Make injectivity on closed type families more aggressive
!8820 (closed) has run aground because type inference is not quite clever enough to accept all the code one might want to write with the definitions proposed in Proposal 475, which it implements. This ticket proposes an enhancement to our treatment of injectivity in closed type families so that !8820 (closed) can proceed.
The key bit is this:
type Tuple2 :: Type -> Type -> Type
data Tuple2 a b = MkTuple2 a b -- a very ordinary pair type
type TupleArgKind :: Nat -> Type
type family TupleArgKind n = r | r -> n where
TupleArgKind 2 = Tuple2 Type Type
#23135 has more background (which you don't need to reread if you take my motivation on faith), but the interesting scenario produces this Wanted:
[W] TupleArgKind n0 ~ Tuple2 k0 k1
where n0 :: Nat
, k0 :: Type
, and k1 :: Type
are all otherwise-unconstrained unification variables. We would very much like to eventually decide n0 ~ 2
, k0 ~ Type
, and k1 ~ Type
. This ticket here is about how to get from that Wanted to those unifications.
The injectivity annotation on TupleArgKind
does not help us here: the RHS of the equation does not match the RHS of the Wanted, because Tuple2 Type Type
does not match Tuple2 k0 k1
; perhaps k0
and k1
are not in fact Type
, and so we don't want to make any incorrect assumptions.
But, actually, thinking harder, it must be that k0
and k1
are Type
: there's no other way for TupleArgKind n0
to reduce to something starting with Tuple2
. Note, crucially, that TupleArgKind
is closed. We see all of its equations. It has only one equation that results in a Tuple2
. So that must be the equation that fires. The injectivity annotation then tells us that n0
is 2
, we reduce, and then we win.
This can be easily implemented: when searching through a type family's equations for matching RHSs to use for injectivity, we normally use a one-way match to check whether the target (e.g. Tuple2 k0 k1
) matches an instantiation of the RHS (e.g. Tuple2 Type Type
). But instead of using one-way matching, we could do two-way unification. (The sets of free variables in the target and in the RHS are always distinct; this is ensured upon creation of the type family.) And then if we discover that only one RHS unifies with the target, we've gotten our match and then can use the injectivity info to produce a new equality.
This relies fundamentally on two assumptions: (1) that the type family is closed, and (2) that we want the type family to actually reduce. Point (1) is easily checked. Point (2) is more controversial: maybe the programmer wants to talk about TupleArgKind 3
, even though that type is stuck. (I'm using the definition of TupleArgKind
written above, with only one equation, not the more complete one in !8820 (closed).) In proposing this change in this ticket, I'm stating that we want to prioritize cleverer inference over support for stuck type families. I think this is the right decision, but perhaps others will disagree.
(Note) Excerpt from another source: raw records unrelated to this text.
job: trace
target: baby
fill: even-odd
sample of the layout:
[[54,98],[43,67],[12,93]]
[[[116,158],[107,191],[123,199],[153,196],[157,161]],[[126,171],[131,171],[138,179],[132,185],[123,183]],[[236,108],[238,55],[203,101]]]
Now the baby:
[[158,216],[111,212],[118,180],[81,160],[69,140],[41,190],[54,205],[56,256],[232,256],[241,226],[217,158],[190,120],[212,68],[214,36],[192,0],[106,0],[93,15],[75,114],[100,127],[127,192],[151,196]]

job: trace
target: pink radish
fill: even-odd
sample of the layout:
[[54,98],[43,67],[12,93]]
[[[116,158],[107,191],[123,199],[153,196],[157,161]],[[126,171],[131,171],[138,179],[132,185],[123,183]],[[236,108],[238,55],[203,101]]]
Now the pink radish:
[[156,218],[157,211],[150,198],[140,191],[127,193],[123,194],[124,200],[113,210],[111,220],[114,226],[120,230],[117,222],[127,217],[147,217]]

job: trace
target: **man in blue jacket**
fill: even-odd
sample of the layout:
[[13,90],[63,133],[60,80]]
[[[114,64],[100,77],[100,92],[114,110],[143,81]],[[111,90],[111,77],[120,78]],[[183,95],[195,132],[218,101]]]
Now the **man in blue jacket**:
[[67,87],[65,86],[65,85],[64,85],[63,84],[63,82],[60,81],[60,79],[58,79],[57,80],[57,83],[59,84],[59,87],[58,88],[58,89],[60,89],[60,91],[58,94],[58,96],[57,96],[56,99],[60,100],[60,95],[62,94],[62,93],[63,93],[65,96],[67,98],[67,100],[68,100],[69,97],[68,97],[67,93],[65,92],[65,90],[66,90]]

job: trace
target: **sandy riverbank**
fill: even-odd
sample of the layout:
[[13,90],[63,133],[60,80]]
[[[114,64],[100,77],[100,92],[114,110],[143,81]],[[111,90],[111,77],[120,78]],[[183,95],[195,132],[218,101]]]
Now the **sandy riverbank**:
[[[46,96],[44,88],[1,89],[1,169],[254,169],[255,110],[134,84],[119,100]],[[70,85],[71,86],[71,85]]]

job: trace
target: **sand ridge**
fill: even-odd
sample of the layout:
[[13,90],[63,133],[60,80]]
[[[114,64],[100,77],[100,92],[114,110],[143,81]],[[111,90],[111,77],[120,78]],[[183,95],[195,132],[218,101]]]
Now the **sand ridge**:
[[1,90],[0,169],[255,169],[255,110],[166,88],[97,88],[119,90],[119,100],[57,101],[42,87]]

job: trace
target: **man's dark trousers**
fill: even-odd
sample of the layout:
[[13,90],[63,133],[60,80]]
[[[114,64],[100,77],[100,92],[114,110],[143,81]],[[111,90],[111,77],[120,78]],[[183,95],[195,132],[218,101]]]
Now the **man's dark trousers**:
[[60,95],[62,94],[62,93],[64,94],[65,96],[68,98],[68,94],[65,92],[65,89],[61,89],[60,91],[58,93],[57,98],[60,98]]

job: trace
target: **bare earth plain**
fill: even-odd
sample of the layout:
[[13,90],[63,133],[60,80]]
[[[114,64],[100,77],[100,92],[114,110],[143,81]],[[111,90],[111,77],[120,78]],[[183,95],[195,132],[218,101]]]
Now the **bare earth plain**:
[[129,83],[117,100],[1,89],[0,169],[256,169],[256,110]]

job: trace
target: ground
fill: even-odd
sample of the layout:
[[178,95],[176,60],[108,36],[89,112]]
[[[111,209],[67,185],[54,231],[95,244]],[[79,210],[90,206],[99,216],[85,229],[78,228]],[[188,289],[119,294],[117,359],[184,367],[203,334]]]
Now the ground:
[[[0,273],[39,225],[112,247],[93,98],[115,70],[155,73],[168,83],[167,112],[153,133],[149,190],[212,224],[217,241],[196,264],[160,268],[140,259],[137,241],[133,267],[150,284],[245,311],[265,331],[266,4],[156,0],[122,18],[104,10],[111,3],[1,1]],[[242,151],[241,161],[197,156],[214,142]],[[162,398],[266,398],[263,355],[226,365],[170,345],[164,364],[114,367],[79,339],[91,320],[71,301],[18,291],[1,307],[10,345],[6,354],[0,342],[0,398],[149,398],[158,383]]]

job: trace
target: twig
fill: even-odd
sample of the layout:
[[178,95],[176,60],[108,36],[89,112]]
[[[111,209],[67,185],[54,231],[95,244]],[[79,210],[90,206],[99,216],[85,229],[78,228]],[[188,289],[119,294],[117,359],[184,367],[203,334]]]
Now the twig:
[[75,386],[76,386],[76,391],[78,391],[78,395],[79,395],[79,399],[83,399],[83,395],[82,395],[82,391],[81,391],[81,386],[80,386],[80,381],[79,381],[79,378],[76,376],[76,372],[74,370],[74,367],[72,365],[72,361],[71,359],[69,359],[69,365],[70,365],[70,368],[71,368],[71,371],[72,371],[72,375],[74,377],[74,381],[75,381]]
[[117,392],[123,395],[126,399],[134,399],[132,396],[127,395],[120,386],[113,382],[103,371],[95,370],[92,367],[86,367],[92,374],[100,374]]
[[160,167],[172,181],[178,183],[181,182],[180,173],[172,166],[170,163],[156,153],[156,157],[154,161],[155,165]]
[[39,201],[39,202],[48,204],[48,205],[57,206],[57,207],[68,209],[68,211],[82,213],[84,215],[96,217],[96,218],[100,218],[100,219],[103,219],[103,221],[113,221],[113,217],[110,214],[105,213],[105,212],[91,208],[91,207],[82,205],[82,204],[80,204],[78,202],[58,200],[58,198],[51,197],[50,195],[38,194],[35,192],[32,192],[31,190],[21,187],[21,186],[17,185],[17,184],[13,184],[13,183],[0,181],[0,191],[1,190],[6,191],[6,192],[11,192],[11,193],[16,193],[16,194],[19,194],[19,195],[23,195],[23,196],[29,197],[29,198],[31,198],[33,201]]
We could actually go further and do this analysis even without any injectivity annotation. Suppose F a
is a closed type family with equation F ty3 = rhs
, and we have [W] F ty1 ~ ty2
. If rhs
unifies with ty2
(and every other equation F ty3' = rhs'
of F
is such that either ty3'
does not unify with ty1
or rhs'
does not unify with ty2
), then F ty3 = rhs
must be the equation to use, and we can safely produce [W] ty2 ~ rhs
. No injectivity required! Or maybe we want this extra behavior to be opt-in; we could do so with e.g. type family F a = r | -> r where F ty3 = rhs
. Note the -> r
"injectivity" annotation saying that the result can be inferred absent other information. (We actually allow ordinary fundeps like this, too, with no variables to the left of the ->
. Sadly such a fundep has a different semantics than what I'm proposing here, because fundeps always work in an open-world assumption. But I like the notation.)
What do we think?
I suppose this is probably worth a brief conversation over in proposal-land, especially with the new concrete syntax. We could perhaps just do this without any new syntax, but maybe people would object.
The implementation is easy: just some changes in buildImprovementData
. (I went to do this myself yesterday as an experiment, but buildImprovementData
and its friend injImproveEqns
are in something of a sad state at the moment, with lots of redundant computation and a missing "flatten" step around the apartnessCheck
. I wanted to clean these up before making any change, but also wanted to be able to run the testsuite to make sure I hadn't broken anything, and I was on an airplane with no access to the submodules needed to build.)